In a problem related to the study of the Weil-Petersson volume of the moduli space of bordered Riemann surfaces of genus $g$ with $m$ geodesic boundaries, all of length $\ell > 0$, I've encountered the following sum: $$f(g,m,\ell) \equiv \sum_{j=0}^{3g+m-2} \ell^j \sum_{|\boldsymbol{\alpha}| = j} \prod_{i=1}^m \frac{\alpha_i!}{(2\alpha_i)!},$$ where the $\alpha_i$ are positive integers, $|\boldsymbol{\alpha}| = \sum_{i=1}^m \alpha_i$ and $3g+m>2$. Since $g$ will be fixed I will abbreviate $f(g,m,\ell) \rightarrow f(m,\ell)$. I am most interested in the behavior of $f(m,\ell)$ as $m \rightarrow \infty$, and perhaps (but not necessarily) in the regime $\ell \ll 1$ (but fixed). In particular it would be useful to have bounds on $f$. A very simple upper bound (valid for all $g,m,\ell$) is $$f(m,\ell) \leq \sum_{j=0}^\infty \ell^j \sum_{|\boldsymbol{\alpha}| = j} \prod_{i=1}^m \frac{1}{\alpha_i!} = \sum_{j=0}^\infty \frac{(\ell m)^j}{j!} = e^{\ell m}.$$ Now I am wondering whether better bounds exist, perhaps when $l \ll 1$ is a small positive number. Clearly for any fixed $m$ we have $f(m,\ell) = 1 + \mathcal{O}(\ell)$ as $\ell \rightarrow 0$. For instance, might there be a $\ell_c$ such that for all $\ell < \ell_c$, $f(m,\ell) = 1 + o(1)$ as $m \rightarrow \infty$? If not, can we find an explicit lower bound $f(m,\ell) \geq g(m,\ell)$ for all $\ell$ and $m > m_0(\ell)$ with $g$ a diverging function as $m \rightarrow \infty$?

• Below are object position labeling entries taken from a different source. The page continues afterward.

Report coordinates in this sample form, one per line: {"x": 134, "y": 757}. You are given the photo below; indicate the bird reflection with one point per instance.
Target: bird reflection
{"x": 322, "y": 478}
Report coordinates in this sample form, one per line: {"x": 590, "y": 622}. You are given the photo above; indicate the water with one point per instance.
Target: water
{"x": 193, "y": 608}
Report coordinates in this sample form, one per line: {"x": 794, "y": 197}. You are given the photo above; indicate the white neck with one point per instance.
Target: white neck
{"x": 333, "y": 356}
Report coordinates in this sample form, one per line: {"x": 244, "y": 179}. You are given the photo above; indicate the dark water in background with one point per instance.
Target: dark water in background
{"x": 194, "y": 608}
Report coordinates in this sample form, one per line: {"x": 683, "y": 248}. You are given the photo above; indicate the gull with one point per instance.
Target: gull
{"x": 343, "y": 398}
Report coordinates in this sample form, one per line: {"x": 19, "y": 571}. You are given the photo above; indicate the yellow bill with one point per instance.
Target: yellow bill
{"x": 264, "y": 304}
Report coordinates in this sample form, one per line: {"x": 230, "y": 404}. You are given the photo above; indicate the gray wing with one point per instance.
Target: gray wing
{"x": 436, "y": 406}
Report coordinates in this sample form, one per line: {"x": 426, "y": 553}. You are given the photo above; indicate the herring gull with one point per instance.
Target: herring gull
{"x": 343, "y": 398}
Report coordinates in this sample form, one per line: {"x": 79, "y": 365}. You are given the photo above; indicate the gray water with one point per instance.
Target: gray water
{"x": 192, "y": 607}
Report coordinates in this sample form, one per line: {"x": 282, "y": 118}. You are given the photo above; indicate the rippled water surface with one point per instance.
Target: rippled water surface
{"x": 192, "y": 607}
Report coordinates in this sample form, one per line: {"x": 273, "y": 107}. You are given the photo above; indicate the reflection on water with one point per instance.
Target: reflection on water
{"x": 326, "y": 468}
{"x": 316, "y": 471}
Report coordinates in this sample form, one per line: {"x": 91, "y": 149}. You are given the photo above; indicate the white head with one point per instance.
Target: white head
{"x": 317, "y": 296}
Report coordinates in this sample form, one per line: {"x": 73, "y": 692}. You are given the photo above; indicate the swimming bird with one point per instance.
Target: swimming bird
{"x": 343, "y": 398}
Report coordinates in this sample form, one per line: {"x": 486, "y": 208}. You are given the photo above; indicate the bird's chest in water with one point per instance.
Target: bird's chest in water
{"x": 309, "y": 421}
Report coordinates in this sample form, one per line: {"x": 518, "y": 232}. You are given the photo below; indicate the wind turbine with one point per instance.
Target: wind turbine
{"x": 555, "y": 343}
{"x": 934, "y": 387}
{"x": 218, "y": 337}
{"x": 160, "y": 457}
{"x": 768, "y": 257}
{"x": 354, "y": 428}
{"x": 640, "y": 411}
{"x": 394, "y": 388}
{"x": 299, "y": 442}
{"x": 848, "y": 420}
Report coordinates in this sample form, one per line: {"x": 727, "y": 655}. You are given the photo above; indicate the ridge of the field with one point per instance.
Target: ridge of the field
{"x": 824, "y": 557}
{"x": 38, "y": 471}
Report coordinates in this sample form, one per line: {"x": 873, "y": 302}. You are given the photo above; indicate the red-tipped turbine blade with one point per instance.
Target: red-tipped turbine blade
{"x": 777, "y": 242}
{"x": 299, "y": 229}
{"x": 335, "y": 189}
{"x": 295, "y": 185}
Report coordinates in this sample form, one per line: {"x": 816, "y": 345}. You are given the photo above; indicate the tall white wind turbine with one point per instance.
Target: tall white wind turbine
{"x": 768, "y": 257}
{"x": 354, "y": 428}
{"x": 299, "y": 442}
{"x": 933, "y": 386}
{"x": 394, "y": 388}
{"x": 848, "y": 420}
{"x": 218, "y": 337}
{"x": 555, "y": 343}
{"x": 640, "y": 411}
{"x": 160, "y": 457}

My attempts to far: What I have tried so far to tackle this problem is to formulate a (crude) lower bound starting from $$f(m,\ell) \geq \sum_{j=0}^{3g+m-2} \ell^j \sum_{|\boldsymbol{\alpha}| = j} \prod_{i=1}^m \frac{1}{(2\alpha_i)!} = \sum_{j=0}^{3g+m-2} \ell^j \frac{1}{2^m (2j)!} \sum_{k=0}^m \binom{m}{k}(m-2k)^{2j},$$ where this last sum was calculated by @metamorphy. With this I've attempted to proceed by approximating the $j$-sum in a perhaps not so rigorous fashion, namely $$\sum_{j=0}^{3g+m-2} \frac{\left[ \sqrt{\ell}(m-2k) \right]^{2j}}{(2j)!} \approx \sum_{j=0}^{\infty} \frac{\left[ \sqrt{\ell}(m-2k) \right]^{2j}}{(2j)!} = \cosh(\sqrt{\ell}(m-2k)).$$ I expect this approximation to hold because in the left-hand sum the terms in the series certainly become small when $j \gtrsim (e/2) \sqrt{\ell} m$ (for any $k$, and assuming $(e/2) \sqrt{\ell} m$ is large), which, when $\ell$ is small enough compared to 1, is much smaller than the highest index $j = 3g+m-2$ we are summing until. So I expect $$f(m,\ell) \overset{\approx}{\geq} \frac{1}{2^m} \sum_{k=0}^m \binom{m}{k} \cosh\left[ \sqrt{\ell} (m-2k) \right] \geq \frac{e^{\sqrt{\ell} m}}{2^{m+1}} \sum_{k=0}^m \binom{m}{k} \exp\left( -2 \sqrt{\ell} k \right) = \frac{\cosh^m(\sqrt{\ell})}{2},$$ which indeed diverges as $m \rightarrow \infty$ for any $\ell > 0$.
Too long for a comment.
Starting from @metamorphy's elegant solution, considering $$T_j=\frac{1}{2^m}\sum_{k=0}^m\binom{m}{k}(m-2k)^{2j}$$ what we can see is that $$T_j=m \, P_{j-1}(m)$$ and the first of these polynomials are $$\left( \begin{array}{cc} 1 & 1 \\ 2 & 3 m-2 \\ 3 & 15 m^2-30 m+16 \\ 4 & 105 m^3-420 m^2+588 m-272 \\ 5 & 945 m^4-6300 m^3+16380 m^2-18960 m+7936 \\ 6 & 10395 m^5-103950 m^4+429660 m^3-893640 m^2+911328 m-353792 \end{array} \right)$$
The coefficient of the largest power is $(2j-1)!!$ and the constant term seems to be the tangent numbers (look at sequence $A000182$ in $OEIS$)